Let's create bins based on the similarity score and sample a few images to see how we did. The goal is to see how hard the image actually was, for the OCR model to make mistakes.

In [None]:
# Create bins. Non-uniform width.
second_lowest_score = ocr_vs_actual.loc[(ocr_vs_actual['SIMILARITY_SCORE'] != 0), 'SIMILARITY_SCORE'].min()

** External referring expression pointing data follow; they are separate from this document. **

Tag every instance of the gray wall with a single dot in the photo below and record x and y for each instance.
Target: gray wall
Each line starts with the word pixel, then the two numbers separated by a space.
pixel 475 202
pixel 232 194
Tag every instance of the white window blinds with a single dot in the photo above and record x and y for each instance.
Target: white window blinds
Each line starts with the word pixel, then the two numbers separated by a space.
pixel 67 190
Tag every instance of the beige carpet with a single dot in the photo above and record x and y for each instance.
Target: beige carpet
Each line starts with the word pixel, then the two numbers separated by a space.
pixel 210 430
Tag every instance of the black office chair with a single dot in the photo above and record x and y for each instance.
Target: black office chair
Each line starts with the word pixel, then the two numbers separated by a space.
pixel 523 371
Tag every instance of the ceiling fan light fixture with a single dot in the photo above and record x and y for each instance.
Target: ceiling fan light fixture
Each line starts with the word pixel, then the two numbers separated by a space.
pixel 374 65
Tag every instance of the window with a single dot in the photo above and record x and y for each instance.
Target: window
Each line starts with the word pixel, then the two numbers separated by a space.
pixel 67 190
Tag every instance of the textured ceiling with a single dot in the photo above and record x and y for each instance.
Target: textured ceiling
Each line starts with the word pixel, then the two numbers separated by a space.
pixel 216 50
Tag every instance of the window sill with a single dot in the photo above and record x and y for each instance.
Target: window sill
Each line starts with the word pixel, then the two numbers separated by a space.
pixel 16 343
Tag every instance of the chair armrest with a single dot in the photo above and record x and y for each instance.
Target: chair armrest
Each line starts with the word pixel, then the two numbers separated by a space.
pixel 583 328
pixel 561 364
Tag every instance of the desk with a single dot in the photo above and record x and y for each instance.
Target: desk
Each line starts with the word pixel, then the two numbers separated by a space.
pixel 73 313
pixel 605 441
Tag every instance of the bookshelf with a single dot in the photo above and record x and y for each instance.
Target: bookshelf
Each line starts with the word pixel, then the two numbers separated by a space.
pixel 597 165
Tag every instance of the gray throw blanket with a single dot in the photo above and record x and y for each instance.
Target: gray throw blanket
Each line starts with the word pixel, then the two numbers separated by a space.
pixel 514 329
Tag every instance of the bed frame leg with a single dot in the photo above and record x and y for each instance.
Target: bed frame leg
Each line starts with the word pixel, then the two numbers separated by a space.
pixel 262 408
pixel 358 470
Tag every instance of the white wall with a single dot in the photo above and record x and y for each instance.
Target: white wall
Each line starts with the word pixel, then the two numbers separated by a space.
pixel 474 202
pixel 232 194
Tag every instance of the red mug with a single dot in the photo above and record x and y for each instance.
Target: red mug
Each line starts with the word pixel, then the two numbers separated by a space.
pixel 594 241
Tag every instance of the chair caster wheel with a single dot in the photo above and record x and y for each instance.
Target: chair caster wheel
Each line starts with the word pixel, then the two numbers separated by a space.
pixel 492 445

ocr_vs_actual['BINS'] = pd.cut(ocr_vs_actual['SIMILARITY_SCORE'], 
                               bins=[0] + np.linspace(second_lowest_score, 0.95, 9).tolist() + [0.96, 0.97, 0.98, 0.99, 1.01], 
                               labels = ['no-match', '1', '2', '3', '4', '5', '6', '7', '8', '9', '10', '11', '12', 'best-match'],
                               right=False)
ocr_vs_actual['BINS'].value_counts().sort_index()

In [None]:
# Highest similarity score images
NUMBER_OF_IMAGES = 5
random_filename = np.random.choice(ocr_vs_actual.loc[ocr_vs_actual['BINS'] == 'best-match', 'FILENAME'].tolist(), NUMBER_OF_IMAGES, False)
for row in ocr_vs_actual.loc[ocr_vs_actual['FILENAME'].isin(random_filename), :].itertuples(index=False):
    filename = os.path.join(PATH, row.FILENAME)
    print(f"""Filename: {row.FILENAME}\nActual: {row.IDENTITY}\nOCR: {row.CLEAN_TEXT}""")
    display(IPythonImage(filename=filename))

In [None]:
# Mid-range similarity score images
NUMBER_OF_IMAGES = 5
random_filename = np.random.choice(ocr_vs_actual.loc[ocr_vs_actual['BINS'] == '8', 'FILENAME'].tolist(), NUMBER_OF_IMAGES, False)
for row in ocr_vs_actual.loc[ocr_vs_actual['FILENAME'].isin(random_filename), :].itertuples(index=False):
    filename = os.path.join(PATH, row.FILENAME)
    print(f"""Filename: {row.FILENAME}\nActual: {row.IDENTITY}\nOCR: {row.CLEAN_TEXT}""")
    display(IPythonImage(filename=filename))

In [None]:
# No matches
NUMBER_OF_IMAGES = 5
random_filename = np.random.choice(ocr_vs_actual.loc[ocr_vs_actual['BINS'] == 'no-match', 'FILENAME'].tolist(), NUMBER_OF_IMAGES, False)
for row in ocr_vs_actual.loc[ocr_vs_actual['FILENAME'].isin(random_filename), :].itertuples(index=False):
    filename = os.path.join(PATH, row.FILENAME)
    print(f"""Filename: {row.FILENAME}\nActual: {row.IDENTITY}\nOCR: {row.CLEAN_TEXT}""")
    display(IPythonImage(filename=filename))

## Summary of the Tesseract approach

Tesseract is, possibly, the most mature open-source OCR software with a focus on working well out-of-the-box and using classical CV, modern DL techniques, as well as language models to correct common parsing errors. 

However, it looks like OCR is still not a fully solved problem especially for hand-written text. 

Analysis of the OCR results show that even easy-to-read hand-written text (easy for me to read, at least) still suffer from false parsing.

I will explore this problem further in later iterations of the notebook.